IVFMedicare and the Medicare Safety Net provides substantial financial support for people who need fertility treatment, and protects you from very large medical bills. Make sure you are registered with Medicare before you start any fertility treatment.
The majority of fertility treatment costs are covered by Medicare, and if you have private health insurance your out of pocket costs may be further reduced.
Medicare provides a rebate for Australians who incur out-of-pocket costs for out-of-hospital services (including GP and specialist appointments, and diagnostic tests). The Medicare Safety Net provides an additional capped rebate when those costs go over an annual threshold, currently $2,000 or $638.40 for concession cardholders and families eligible for Family Tax Benefit Part A. Your Medicare Safety Net entitlement begins at the start of each calendar year.
As well as IVF, most ART (Assisted Reproductive Technology) treatments receive some level of Medicare rebate, including IUI (intra-uterine insemination), Frozen Embryo Transfer, and ICSI.
These rebates are not means tested and are available to all holders of a current Medicare card. There are no limits to the amount you can claim.
What things are not covered by Medicare?
Your Medicare Safety Net entitlement does not include hospital or day surgery related services, such as egg collection, but your private health fund may cover this cost. It also doesn’t reimburse for items without a Medicare item number, such as testicular biopsy.
The cost of some drugs, as well as cryostorage, will not receive a Medicare rebate.

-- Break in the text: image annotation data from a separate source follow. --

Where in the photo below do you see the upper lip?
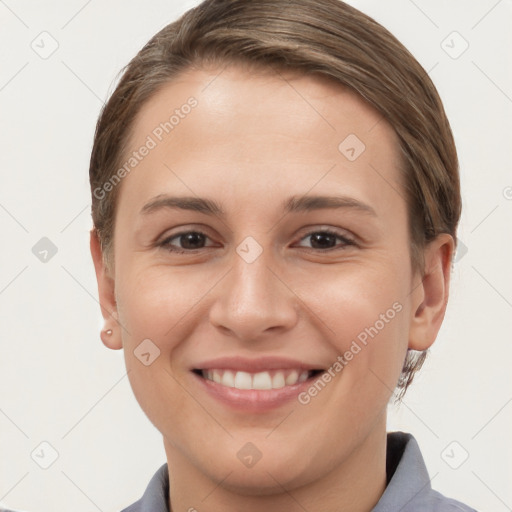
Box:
[193,356,323,372]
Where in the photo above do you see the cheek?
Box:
[299,261,408,388]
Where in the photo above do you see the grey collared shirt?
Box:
[122,432,476,512]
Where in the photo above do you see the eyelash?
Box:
[157,229,357,254]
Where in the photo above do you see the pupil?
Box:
[311,233,336,249]
[181,233,204,249]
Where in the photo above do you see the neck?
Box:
[164,414,387,512]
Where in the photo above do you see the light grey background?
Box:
[0,0,512,512]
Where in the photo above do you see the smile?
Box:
[196,369,321,390]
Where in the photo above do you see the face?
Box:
[91,66,448,493]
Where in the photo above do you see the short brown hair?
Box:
[89,0,461,398]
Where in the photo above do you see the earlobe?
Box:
[409,233,454,351]
[90,228,123,350]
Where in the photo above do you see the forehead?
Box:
[115,61,400,218]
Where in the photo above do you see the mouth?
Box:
[193,368,324,391]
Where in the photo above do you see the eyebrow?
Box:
[140,194,377,217]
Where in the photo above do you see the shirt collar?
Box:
[123,432,452,512]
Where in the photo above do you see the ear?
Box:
[409,233,455,350]
[90,228,123,350]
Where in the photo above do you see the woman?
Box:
[90,0,473,512]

From 1 July 2015 the Federal Government has made changes to the Pharmaceutical Benefits Scheme (PBS) relating to the way the PBS subsidised fertility medicines are prescribed, dispensed and accessed. This Government change means patients will have to contribute a PBS patient co-payment, for each fertility medicine, of $37.70 or $6.10 if you have a concession card.

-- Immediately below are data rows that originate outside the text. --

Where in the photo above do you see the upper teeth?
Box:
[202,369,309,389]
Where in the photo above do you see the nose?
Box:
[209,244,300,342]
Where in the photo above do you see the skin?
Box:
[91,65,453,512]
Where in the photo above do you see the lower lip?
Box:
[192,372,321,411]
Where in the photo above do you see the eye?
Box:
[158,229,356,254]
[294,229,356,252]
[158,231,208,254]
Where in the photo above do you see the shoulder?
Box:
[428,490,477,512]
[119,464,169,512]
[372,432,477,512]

This is not a QFG cost, it is a government initiated new co-payment that is associated with all fertility medicines from 1 July 2015. Previously, fertility medicines were classified differently by the Government and as such did not attract the co-payment. Each PBS patient co-payment will count towards your PBS Safety Net record. We estimate, on average, this change will mean an additional $200 for a patient undergoing fertility treatment.
The Government changes mean once you are ready to start treatment your fertility specialist will give you a prescription for the fertility medicines and you will need to collect the medicines from a pharmacy. At Queensland Fertility Group we understand how important the ability to collect your medicines from our clinic is and for your convenience and we have options to facilitate this for you.
Please ask any of our patient support team for more information.
To claim any Medicare rebate, you need a current referral from your GP (valid for 12 months) or specialist gynaecologist/obstetrician (valid for 3 months).